# Irrigation Help/Layout



## burntfire (Dec 10, 2020)

http://imgur.com/ZT2Cbg6


I just moved to this property several months ago and have been giving it some much needed TLC.

As of now it's a 6 zone system with a very strange layout and severely lacking in coverage.

What should I do? Does it need a complete new work or add a zone etc? Any advice would be much appreciated.

Currently sitting at 50 PSI & 5 GPM.


----------



## burntfire (Dec 10, 2020)

I had a tech come out and take a look and he's suggesting to just retrofit the entire system. He agreed that whoever originally designed it had no idea what they were doing.
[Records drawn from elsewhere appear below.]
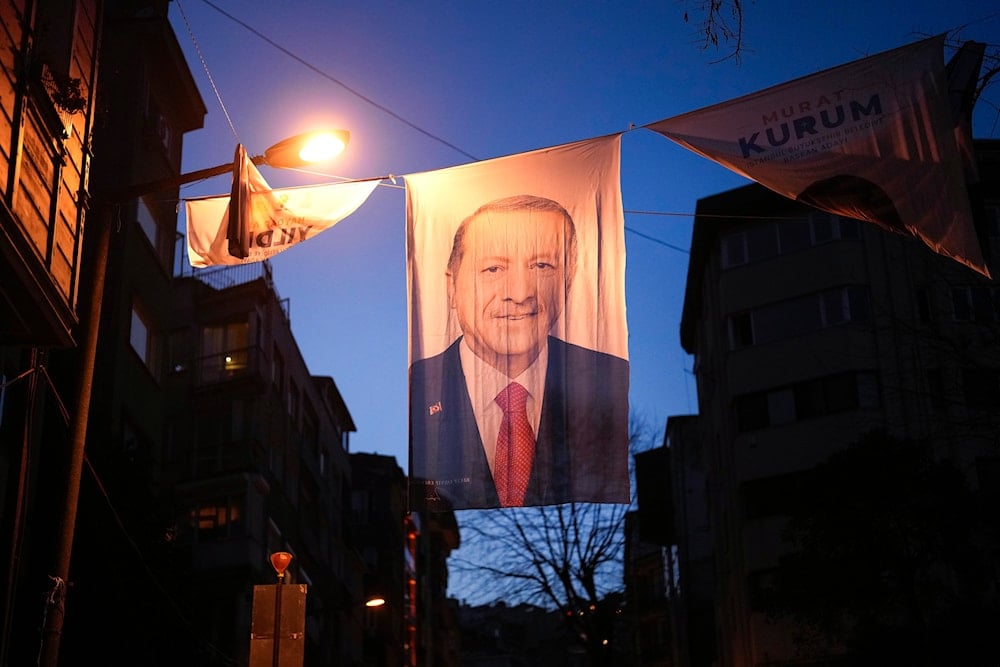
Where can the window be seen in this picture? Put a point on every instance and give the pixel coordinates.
(807, 400)
(293, 400)
(981, 388)
(142, 338)
(157, 237)
(359, 507)
(218, 518)
(772, 496)
(993, 222)
(786, 236)
(976, 304)
(224, 350)
(278, 371)
(798, 316)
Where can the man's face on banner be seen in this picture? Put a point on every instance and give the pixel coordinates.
(510, 286)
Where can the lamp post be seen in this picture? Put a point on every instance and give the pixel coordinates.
(290, 153)
(279, 561)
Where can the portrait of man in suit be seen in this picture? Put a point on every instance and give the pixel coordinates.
(509, 414)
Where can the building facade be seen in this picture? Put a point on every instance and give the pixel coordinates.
(809, 333)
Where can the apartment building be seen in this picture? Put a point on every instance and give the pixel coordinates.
(810, 332)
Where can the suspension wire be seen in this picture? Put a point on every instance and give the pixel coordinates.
(208, 73)
(340, 83)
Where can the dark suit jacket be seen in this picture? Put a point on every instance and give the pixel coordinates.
(581, 448)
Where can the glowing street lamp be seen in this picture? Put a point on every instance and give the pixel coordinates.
(306, 148)
(280, 561)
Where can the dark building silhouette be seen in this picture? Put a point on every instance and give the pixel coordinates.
(810, 332)
(209, 443)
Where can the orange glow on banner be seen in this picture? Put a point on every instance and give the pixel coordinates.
(518, 340)
(256, 222)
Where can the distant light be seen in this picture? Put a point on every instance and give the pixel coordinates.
(280, 561)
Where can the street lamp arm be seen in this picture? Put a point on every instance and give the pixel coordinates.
(163, 184)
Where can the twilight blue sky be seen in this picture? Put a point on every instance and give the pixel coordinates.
(427, 85)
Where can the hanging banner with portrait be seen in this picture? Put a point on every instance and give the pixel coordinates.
(873, 139)
(518, 344)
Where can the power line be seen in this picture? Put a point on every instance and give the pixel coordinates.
(340, 83)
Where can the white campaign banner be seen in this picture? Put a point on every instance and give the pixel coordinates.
(873, 139)
(264, 222)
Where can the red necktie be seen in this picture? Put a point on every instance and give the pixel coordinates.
(515, 446)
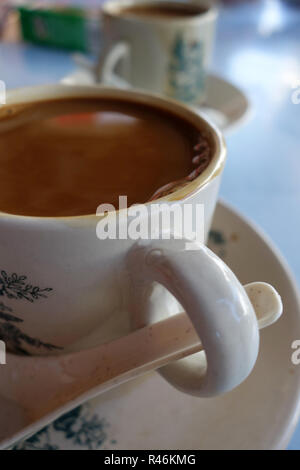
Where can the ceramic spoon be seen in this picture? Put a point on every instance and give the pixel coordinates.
(43, 385)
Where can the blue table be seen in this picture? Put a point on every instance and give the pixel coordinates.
(258, 48)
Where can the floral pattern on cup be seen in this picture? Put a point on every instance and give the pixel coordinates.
(17, 287)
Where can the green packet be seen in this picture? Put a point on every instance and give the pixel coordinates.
(62, 27)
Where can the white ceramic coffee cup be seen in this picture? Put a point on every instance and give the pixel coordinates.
(166, 56)
(62, 289)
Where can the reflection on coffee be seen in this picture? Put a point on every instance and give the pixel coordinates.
(166, 11)
(65, 157)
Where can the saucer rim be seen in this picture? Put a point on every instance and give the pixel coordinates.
(281, 439)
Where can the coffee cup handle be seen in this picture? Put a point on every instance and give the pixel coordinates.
(108, 61)
(216, 303)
The plan is run 1" lines where needed and put in line valves with the new controllers along with all new heads and properly zone off the property.

Sad pill to take as the system "performs" but still doesn't work great.

Should I go ahead and get a design from Rain Bird?

He's also suggest the Rachio controller over the Hunter (I ordered both) along with mostly Hunter sprays and rotors. It was always my understanding Rainbird had the better sprays and rotors while Hunter had superior spray rotators?

He also gave me a "rough" quote of $8k for a 7 zone system.. keep in mind this is Hawaii so everything is expensive.

Any thoughts?


----------